On an errand for Raphael, he’d landed late into the night and had snuck into the closed kitchen desperate for a snack. Two minutes after he entered, Li Wei had busted him poking through her cupboards, delivered a sharp reprimand, then made him the best sandwich of his life—with a side of a cold potato-spice soup for which she’d refused to share the recipe no matter how much he begged.
The woman was so good a cook that she could pick and choose her employment.
It surprised him that she’d chosen to come to this place so unstable when he’d always seen her as efficient and warmhearted, but also stodgy in terms of her preferences.
“Hungry, are you?” she said now, and passed across a roll she’d filled with layers of delicately flavored meat, caramelized onions, and more deliciousness. “Eat, skinny boy.”
Illium liked her a whole lot. She’d lived long enough that she had no time for anyone’s bullshit. Next to her, Kai—despite her innate confidence—was a fragile bloom barely budded, to be treated with care. He spoke to her as he ate, learned that her entire family had survived the fog.
“Our village was in a valley where the fog didn’t seem to be able to reach,” she said. “It hovered above us like a horrible cloud, but it never dropped.”
“Hell, that must’ve been terrifying.” Illium couldn’t imagine the kind of fear her family and the others with them must’ve experienced.
But Kai shook her head. “We didn’t know, you see. What the fog was doing. We thought it was a bad storm—so bad that it had cut off all communication with the outside world. It was only after that we . . .”
She took a shuddering breath. “Later, when the archangel flew away with her army, she didn’t call us up. We think perhaps she didn’t know us because the fog didn’t touch us.”
It was an excellent theory, the fog an extension of Lijuan’s power.
“More?” Li Wei asked after he was done, and had chased it all down with a tall glass of water.
“No.” He grinned and bowed over her hand. “I thank you for the sustenance, my beauteous Li Wei.”
“Ha! Off you go, you scamp.”
He left with a light salute for her, and a soft smile aimed Kai’s way. While he was assisting with the sentries so they could take more breaks, he had no official assigned area. He decided to use that freedom to check on Aodhan, having not seen his friend for the past hour.
This place . . .
He shivered, just not liking the feel of it. Especially now that they had a survivor who’d come out of nowhere and who spoke about Lijuan walking the earth.
* * *
*
Aodhan stood underneath a sky smudged a charcoal gray that said night hadn’t yet released its grasp on the world. Having flown to the highest point in the area—the forested tip of one of Zhangjiajie’s unearthly pillars—Aodhan waited for the light, his intent to search for any signs of unusual movement or activity.
Lijuan’s monstrous creatures weren’t the smartest when they were hungry or injured.
“Why are you lurking in the dark like a bloodborn vampire out of one of your horror movies?”
Aodhan didn’t startle; he’d heard the snap of Illium’s wings as he landed behind him, felt the wind it generated. “Since when do you know anything about horror movies?” he said, light bursting inside him in tiny bubbles at the fact Illium had hunted him down.
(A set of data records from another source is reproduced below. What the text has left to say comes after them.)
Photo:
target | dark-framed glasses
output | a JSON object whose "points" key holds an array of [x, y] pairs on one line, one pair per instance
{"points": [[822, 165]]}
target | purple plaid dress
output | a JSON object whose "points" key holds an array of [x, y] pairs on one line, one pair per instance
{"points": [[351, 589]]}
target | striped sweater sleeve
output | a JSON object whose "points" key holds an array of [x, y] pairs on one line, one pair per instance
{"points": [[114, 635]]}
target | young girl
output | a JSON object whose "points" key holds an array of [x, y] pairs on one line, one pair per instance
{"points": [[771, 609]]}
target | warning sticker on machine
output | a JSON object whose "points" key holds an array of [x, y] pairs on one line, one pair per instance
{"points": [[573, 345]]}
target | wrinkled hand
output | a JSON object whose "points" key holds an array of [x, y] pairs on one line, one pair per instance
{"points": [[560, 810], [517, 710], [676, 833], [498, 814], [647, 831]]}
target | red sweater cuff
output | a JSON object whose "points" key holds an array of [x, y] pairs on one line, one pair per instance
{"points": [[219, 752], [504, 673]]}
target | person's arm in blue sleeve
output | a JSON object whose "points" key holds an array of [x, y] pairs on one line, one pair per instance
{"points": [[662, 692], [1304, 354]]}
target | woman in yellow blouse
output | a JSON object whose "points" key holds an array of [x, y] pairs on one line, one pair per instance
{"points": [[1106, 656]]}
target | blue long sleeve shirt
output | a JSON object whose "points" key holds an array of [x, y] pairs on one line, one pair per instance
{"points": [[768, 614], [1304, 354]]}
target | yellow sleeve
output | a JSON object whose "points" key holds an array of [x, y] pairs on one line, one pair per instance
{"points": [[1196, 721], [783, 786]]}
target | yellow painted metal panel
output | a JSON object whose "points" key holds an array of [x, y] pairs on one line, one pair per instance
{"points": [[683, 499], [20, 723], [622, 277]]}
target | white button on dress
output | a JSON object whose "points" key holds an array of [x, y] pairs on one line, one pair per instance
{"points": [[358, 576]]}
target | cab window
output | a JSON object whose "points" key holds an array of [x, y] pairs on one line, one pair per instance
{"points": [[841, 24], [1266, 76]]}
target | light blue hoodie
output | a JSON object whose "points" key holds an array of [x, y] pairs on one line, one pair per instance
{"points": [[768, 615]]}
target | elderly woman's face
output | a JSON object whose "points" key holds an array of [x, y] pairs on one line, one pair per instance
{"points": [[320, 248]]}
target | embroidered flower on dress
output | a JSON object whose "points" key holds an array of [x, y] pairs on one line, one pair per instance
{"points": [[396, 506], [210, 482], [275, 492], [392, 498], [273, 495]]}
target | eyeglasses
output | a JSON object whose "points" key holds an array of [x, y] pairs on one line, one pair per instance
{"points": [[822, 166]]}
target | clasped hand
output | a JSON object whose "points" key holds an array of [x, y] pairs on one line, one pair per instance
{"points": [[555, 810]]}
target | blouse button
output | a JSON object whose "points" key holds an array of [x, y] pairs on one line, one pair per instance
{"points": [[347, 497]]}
“I know many things, young grasshopper.” The other man came to stand beside him. “Oh, I see. This is the best vantage point in the area. You’re waiting for the dawn?”
Aodhan nodded, his throat dry without warning and his face hot. It happened like this sometimes, a sudden flashback to the endless darkness that had been his world once upon a time.
He’d learned to live in the night again, learned to accept that the sun and the moon couldn’t always be his companions—but right then, he came to understand that part of why he so loved New York was that Raphael’s city was never truly dark.
A brush of a wing across his own.
His heart twisted, clenched, clung. He said nothing. Nothing needed to be said. Illium knew his nightmares, had seen him at his most broken, when his wings had been nothing but tendons held together by rotted webbing, and his spirit a thing splintered. Illium understood the horrors the dark held for Aodhan, understood that as long as the night existed, Aodhan could never truly forget.
He didn’t know how long they stood there in a silence that wasn’t comfortable or uncomfortable. It was . . . It had no words. No description. It was a thing formed out of time and friendship and loyalty.